The effect of wall-slip formation on the rheological behaviour of lead-free solder pastes
Introduction
Wall-slip occurs due to the displacement of the particles away from solid boundaries, leaving a liquid layer, which has apparent lower viscosity then the bulk viscosity [1], [2], [3], [4]. The formation of wall-slip is usually seen as a source of error in the rheological measurements and various steps have been taken to eliminate or reduce this phenomenon [5], [6], [7], [8]. However, in some cases the wall-slip could play a positive role in aiding the flowability of a material at various stages in processing, which could be related to the performance of the material in the real production environment. The factors that affect the wall-slip is summarised in the review by Barnes [1].

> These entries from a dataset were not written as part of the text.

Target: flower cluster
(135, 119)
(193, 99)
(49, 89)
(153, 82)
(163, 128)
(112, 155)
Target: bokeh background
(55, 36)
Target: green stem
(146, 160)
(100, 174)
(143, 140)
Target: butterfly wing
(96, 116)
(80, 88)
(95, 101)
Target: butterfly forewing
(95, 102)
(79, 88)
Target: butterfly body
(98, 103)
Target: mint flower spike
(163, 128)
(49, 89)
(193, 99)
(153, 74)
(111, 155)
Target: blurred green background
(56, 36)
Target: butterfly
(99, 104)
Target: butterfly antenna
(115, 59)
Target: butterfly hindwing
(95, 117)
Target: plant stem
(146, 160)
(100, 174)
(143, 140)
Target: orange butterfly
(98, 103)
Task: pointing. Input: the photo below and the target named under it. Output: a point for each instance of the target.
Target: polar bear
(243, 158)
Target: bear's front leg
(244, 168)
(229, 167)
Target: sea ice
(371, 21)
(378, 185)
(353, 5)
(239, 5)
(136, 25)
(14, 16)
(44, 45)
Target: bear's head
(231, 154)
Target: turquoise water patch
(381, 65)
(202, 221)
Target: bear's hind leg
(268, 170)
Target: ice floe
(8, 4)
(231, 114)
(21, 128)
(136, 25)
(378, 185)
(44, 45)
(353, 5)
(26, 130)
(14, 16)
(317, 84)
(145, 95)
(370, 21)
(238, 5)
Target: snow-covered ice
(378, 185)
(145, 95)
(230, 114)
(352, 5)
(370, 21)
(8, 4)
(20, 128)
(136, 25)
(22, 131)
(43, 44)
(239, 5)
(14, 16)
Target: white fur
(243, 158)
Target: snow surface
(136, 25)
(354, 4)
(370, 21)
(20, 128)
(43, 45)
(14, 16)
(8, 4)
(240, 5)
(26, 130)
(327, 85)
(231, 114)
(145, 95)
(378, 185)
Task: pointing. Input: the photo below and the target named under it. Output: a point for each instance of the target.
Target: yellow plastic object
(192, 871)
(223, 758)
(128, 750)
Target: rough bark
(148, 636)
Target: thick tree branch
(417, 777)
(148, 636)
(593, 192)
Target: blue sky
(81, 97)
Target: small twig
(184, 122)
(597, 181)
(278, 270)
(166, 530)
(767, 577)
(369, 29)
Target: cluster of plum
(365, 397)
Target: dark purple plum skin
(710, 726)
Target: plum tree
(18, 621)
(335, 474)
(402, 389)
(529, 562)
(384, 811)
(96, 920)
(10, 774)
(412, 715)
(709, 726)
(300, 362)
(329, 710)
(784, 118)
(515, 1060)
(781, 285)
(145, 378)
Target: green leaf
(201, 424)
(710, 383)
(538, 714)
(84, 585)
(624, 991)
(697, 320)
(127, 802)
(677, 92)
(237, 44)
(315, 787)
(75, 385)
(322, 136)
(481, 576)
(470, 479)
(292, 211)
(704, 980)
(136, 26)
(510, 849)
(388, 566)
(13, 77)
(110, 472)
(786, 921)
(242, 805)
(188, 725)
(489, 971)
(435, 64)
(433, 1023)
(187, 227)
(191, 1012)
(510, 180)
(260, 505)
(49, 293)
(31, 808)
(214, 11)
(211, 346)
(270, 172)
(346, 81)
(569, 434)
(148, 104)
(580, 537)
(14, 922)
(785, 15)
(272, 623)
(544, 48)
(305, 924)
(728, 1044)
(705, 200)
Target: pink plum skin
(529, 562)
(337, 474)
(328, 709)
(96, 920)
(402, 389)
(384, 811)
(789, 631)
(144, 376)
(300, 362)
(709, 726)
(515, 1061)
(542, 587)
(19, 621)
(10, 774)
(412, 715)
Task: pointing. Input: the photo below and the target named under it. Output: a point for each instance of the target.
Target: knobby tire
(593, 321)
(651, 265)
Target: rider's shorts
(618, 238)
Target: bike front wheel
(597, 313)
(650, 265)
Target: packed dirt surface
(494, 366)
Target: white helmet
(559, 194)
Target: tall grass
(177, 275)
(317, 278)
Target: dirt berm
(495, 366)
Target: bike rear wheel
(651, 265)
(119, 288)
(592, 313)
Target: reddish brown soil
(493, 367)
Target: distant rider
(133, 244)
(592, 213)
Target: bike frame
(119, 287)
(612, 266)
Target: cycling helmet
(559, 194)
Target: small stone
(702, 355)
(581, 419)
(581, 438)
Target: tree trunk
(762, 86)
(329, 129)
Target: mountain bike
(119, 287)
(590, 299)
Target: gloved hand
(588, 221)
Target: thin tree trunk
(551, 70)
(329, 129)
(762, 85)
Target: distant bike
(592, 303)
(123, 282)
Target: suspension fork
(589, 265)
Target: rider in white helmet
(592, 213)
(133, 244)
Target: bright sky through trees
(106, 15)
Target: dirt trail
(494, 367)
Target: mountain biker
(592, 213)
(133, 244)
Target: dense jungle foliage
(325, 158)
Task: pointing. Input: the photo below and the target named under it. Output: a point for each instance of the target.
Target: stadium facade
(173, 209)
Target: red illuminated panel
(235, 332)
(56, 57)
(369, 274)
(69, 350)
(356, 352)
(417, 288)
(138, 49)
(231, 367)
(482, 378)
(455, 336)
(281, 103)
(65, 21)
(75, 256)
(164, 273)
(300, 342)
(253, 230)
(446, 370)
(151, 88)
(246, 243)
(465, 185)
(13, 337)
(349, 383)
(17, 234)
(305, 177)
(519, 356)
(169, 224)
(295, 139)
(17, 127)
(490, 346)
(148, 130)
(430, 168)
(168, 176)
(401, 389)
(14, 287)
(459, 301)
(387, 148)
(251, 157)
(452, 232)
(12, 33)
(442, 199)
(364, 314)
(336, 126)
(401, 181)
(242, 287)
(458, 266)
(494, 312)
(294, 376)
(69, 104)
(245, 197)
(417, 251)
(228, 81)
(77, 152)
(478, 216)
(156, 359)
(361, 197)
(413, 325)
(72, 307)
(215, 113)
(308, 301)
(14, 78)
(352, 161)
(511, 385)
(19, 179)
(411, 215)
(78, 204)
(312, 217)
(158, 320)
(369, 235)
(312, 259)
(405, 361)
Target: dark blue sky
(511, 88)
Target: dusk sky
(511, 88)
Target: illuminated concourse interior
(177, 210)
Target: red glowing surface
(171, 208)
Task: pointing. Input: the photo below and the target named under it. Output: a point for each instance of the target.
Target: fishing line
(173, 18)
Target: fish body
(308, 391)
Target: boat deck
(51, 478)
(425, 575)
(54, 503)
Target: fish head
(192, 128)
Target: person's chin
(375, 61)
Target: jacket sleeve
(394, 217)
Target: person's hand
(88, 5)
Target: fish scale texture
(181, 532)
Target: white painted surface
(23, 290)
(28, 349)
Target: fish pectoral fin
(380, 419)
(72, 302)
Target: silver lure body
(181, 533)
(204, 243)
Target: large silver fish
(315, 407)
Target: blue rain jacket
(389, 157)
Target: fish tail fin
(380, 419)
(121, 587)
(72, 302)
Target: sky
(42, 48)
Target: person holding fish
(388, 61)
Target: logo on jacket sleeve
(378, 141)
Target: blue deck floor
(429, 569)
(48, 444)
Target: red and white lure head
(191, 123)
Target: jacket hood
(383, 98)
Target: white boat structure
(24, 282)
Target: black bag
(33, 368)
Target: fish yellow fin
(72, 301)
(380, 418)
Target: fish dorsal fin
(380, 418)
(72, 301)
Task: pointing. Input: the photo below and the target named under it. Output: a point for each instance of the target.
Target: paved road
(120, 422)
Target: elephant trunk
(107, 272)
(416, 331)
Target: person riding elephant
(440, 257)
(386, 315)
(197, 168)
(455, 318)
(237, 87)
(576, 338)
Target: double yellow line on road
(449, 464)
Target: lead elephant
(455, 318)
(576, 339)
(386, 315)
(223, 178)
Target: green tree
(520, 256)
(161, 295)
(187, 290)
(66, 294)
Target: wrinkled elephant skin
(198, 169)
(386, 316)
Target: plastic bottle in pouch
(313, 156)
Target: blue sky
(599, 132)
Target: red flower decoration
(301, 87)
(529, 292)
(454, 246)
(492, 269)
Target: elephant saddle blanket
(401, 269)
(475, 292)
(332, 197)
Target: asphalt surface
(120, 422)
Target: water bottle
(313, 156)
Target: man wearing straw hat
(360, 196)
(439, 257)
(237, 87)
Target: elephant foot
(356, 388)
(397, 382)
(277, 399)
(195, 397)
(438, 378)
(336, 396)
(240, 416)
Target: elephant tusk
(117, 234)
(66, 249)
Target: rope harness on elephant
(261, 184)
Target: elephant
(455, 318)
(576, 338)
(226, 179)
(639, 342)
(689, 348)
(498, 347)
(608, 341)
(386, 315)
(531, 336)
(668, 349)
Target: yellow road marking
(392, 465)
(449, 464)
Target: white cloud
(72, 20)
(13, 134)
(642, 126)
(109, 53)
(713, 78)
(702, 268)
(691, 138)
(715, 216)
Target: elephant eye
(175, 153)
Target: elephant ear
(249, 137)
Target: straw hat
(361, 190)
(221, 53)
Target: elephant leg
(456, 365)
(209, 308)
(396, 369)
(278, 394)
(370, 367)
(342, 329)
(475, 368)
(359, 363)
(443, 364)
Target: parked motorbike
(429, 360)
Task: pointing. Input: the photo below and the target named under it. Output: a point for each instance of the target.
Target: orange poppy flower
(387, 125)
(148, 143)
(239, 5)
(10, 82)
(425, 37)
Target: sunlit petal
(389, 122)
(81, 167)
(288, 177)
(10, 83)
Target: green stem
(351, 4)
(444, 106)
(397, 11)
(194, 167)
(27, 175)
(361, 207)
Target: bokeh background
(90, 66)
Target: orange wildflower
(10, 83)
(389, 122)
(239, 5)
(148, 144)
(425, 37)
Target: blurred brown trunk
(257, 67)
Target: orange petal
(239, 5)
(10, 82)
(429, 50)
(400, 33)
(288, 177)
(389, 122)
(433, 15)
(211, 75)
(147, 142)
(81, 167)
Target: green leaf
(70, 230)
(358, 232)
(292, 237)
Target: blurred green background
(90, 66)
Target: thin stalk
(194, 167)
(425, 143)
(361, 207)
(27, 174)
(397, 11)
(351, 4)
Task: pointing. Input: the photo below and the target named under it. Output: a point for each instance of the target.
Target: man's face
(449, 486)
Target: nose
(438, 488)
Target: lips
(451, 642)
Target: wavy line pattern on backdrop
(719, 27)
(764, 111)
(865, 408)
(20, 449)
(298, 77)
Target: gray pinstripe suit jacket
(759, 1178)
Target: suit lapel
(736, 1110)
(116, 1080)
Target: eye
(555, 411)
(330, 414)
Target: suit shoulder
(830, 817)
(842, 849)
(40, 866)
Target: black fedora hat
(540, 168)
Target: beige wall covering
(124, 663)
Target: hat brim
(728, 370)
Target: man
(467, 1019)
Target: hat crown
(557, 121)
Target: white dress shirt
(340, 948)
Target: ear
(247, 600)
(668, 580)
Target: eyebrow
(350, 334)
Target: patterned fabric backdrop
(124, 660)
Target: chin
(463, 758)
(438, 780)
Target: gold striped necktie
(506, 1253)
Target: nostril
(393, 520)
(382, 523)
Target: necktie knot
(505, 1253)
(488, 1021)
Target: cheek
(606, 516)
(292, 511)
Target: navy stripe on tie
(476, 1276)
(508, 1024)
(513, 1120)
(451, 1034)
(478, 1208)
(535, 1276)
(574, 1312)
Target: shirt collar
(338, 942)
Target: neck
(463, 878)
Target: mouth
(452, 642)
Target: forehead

In the electronic manufacturing industry, the stencil printing process is the most popular method to deposit paste material (solder paste and isotropic conductive adhesives) onto the printed circuit board (PCB), as shown in Fig. 1. During the stencil printing process, the squeegee generates hydrodynamic pressures creating a paste roll and injects the paste into the apertures. In stencil printing process, two critical sub processes are the aperture filling and aperture release process [9], [10]. Successful aperture filling and release will greatly depend on the rheology of the paste material [11], [12]. When the paste is sheared by the squeegee, the viscosity of the paste must be low enough to flow into the aperture. During the aperture release process, the viscosity of the paste must be large enough to overcome the adhesion forces of the sidewall of the apertures. The aperture release process could be improved with the formation of a lubrication layer between the aperture and stencil wall. A good print is defined by the volume of the paste deposited on the interfaces, i.e. the deposited volume is equal to the aperture volume. However in a manufacturing environment, the volume of deposited is always less than the aperture volume. This is caused by the adhesion of the paste to the stencil aperture walls. Therefore, engineering a paste, which will easily flow through the aperture, as shown in Fig. 2, is critical in order to achieve consistent printing, which will ultimately reduce defects and increase production yield.
The rheology of solder paste is therefore considered to be one of the most important parameters, which affect the paste printing process. As component package and printed circuit board (PCB) densities continues to increase and the size of solder joints continues to decrease, proper characterisation and understanding of solder paste rheology is essential for achieving consistent solder paste deposition and hence quality and reliability solder joints. As dense suspension, the rheology of solder pastes is dominated both by flux–vehicle system and the particle size distribution of the solder powders. The commonly used solder pastes for stencil printing contain 0.5 solid volume fraction of solder powders. A slight increase in the solid volume fraction would lead to significant increase in viscosity, which results in poor printability.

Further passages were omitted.